“你這身上什么味,這么香。”女人吸吸鼻子,只覺得自己聞到一股子肉香味。
左右聞了聞,還是小虎身上最明顯。
可這哪有什么肉?
莫不是她的鼻子出了什么問題?才會聞到肉香?
“娘,剛剛我在小桃家,吃了紅燒肉。”小虎見狀,趕忙開口。
聽了小虎的話,吳氏笑笑。拍拍小虎的腦袋。
“就那兒?”
吳氏大笑。那破地方,還能吃到肉?還紅燒肉?
她可不信,這小桃家就沒什么好的。
上次她聽說那小桃家里有一大缸白面。
那也說的過去,畢竟,那蘇沁的娘來過。給那蘇沁帶點東西也有可能。
可這又什么紅燒肉,還給她家小虎吃,這咋可能?
肉那精貴東西,自個都不夠吃,還分給外人吃?
“就那。就小桃家,真的,娘。”他真的在小桃家吃了紅燒肉,那肉香味,他到現在都還記得。
“那你小子有福。”吳氏咂咂舌。
肉她們一年到頭才吃過幾回?這小子,今就開葷了。
“也不知道給老娘帶點。”話里帶著埋怨,似乎為沒能吃到肉而可惜。
小虎一聽這句話,有些羞愧。
的確,他咋沒想到娘,想到爹,想到一家人,就只顧著自己偷吃了。
可轉念一想,那肉也不是他家的,他還只是個蹭飯的呢。
“娘,我真能吃著人家的東西,臨走時還帶走一點?”這多不好意思!
吳氏指著小虎的鼻夾,“臉皮那么薄可不成!你要拿,她還攔著你不成?”
小虎沒說話,他實在不知道該說什么了。
回到家里,吳氏便看見在一旁曬太陽的大兒子。
小虎叫了聲“哥”,就進灶房。
這娘喊他回來,就是讓他生火的。
吳氏見小兒子去干活了,拉了一把椅子,坐下,和這大兒子說著話。
吳氏對這個大兒子,可是付出了些心血的。
她家就一個念過書的,就是這大兒子明山了。
從小有什么好吃的,都先緊著明山。
這明山也算是爭氣,早早的過了鄉試,這就是她最大的驕傲。
村里讀書的人家少,能過鄉試的也沒幾個。
這明山有出息,她也有面子,別人都會看在這份上,順帶著尊重她幾分。
“明山啊,你啥時候中個科舉啊!要是你能當個大官,那娘死了也值了!”吳氏看著兒子,語氣里帶著自豪。
在吳氏眼中,她兒子仿佛就要飛黃騰達了。而她,馬上就是大官人的娘了。
想著,想著,她就覺得這些年的苦沒白吃。
她家那口子成日里在鎮上做活,也能掙些錢補貼家用。
女兒早早的嫁了,現在也不指望她來接濟一下她了。
這家里的日子,也過的緊巴,這大兒子一但做了一個大官,那就好了,家里的日子也會好過太多。

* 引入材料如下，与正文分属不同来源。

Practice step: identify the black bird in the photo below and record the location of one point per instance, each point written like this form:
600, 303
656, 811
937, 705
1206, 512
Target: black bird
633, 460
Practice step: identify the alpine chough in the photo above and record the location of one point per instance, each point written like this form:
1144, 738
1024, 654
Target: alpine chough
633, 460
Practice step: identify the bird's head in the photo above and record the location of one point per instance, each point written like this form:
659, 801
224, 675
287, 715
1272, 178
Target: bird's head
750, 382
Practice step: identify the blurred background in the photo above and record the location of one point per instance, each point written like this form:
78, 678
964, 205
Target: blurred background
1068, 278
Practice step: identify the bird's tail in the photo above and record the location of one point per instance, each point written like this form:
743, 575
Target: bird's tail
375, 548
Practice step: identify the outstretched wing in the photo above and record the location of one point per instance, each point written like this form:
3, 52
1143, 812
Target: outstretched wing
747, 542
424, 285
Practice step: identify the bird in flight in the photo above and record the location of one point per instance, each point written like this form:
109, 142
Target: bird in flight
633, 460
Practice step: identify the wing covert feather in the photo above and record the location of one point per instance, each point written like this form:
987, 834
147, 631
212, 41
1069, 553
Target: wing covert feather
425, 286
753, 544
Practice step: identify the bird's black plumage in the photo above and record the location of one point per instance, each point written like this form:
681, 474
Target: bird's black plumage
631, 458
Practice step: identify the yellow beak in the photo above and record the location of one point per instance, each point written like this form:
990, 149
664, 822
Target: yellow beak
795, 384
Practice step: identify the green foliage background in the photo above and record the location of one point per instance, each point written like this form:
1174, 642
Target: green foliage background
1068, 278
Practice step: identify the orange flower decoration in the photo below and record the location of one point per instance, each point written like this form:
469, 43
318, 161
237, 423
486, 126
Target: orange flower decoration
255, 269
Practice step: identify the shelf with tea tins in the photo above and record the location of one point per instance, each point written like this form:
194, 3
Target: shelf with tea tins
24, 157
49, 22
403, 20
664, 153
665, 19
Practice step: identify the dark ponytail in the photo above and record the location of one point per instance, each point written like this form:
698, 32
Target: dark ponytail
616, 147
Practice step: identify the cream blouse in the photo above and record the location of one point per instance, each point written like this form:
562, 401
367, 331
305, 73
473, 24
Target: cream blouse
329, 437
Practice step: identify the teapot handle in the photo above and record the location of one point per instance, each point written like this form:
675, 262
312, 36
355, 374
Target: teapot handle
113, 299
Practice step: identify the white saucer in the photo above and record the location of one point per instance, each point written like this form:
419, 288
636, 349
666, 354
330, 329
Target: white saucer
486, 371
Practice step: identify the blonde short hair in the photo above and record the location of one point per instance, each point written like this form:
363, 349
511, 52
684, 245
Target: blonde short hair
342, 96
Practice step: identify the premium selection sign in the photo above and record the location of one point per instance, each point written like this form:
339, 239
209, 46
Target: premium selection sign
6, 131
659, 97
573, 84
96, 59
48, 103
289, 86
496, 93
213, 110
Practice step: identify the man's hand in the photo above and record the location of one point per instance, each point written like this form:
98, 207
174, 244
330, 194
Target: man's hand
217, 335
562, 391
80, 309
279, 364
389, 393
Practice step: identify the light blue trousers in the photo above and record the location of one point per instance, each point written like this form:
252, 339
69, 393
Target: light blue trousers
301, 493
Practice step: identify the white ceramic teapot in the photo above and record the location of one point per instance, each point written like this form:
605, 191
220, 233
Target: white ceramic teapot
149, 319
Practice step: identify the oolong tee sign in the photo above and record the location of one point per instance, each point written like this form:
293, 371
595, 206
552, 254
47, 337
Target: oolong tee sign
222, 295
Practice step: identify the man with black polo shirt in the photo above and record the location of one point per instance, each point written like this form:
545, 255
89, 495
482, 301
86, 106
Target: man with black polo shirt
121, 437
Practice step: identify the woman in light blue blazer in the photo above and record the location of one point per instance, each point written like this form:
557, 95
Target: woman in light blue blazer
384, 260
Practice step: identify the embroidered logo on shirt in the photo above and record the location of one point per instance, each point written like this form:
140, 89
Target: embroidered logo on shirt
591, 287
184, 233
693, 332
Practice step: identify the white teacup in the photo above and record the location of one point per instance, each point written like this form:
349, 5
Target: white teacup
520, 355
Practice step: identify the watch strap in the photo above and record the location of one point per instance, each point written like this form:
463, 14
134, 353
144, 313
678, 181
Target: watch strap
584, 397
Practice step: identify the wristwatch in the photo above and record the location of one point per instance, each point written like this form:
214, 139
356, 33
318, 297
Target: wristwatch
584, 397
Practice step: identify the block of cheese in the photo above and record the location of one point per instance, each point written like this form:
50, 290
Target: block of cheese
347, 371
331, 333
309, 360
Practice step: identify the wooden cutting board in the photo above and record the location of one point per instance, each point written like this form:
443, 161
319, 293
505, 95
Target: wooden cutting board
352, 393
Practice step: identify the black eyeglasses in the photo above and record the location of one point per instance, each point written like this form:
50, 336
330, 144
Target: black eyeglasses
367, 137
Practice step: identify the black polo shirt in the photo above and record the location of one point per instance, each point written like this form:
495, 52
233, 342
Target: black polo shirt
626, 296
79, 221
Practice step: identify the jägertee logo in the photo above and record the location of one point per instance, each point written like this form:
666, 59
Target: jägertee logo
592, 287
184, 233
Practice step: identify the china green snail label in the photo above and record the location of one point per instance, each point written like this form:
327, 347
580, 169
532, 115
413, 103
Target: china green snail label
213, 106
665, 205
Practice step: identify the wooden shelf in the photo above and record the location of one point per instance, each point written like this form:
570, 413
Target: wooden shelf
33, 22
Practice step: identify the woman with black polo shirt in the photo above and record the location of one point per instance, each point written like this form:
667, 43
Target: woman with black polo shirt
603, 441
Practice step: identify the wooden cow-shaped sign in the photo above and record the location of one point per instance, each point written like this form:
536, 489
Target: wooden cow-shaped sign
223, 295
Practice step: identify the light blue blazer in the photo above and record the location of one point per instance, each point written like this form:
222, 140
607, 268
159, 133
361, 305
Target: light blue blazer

“娘,這每日的飯我都吃不飽,更別提什么考個大官了。”明山似乎并沒有把這事放在心上,也并沒有把他娘的話和放在心里。
似乎他娘期待的那些,他并沒有放在心里,就覺得他娘說的那個人,也不是他。
“兒子,是娘不好。這日子過的緊巴,你吃不好,也穿不好。也沒有精力好好學習,都是娘的錯。”吳氏抹了一把淚,看著明山,覺得都是自己的原因,這孩子才成了這副樣子。
她雖然沒讀過書,但也知道吃不飽,穿不暖的感受。
譬如她去田地里干活,吃不飽,那就完全沒有力氣,這沒有力氣,怎么干活。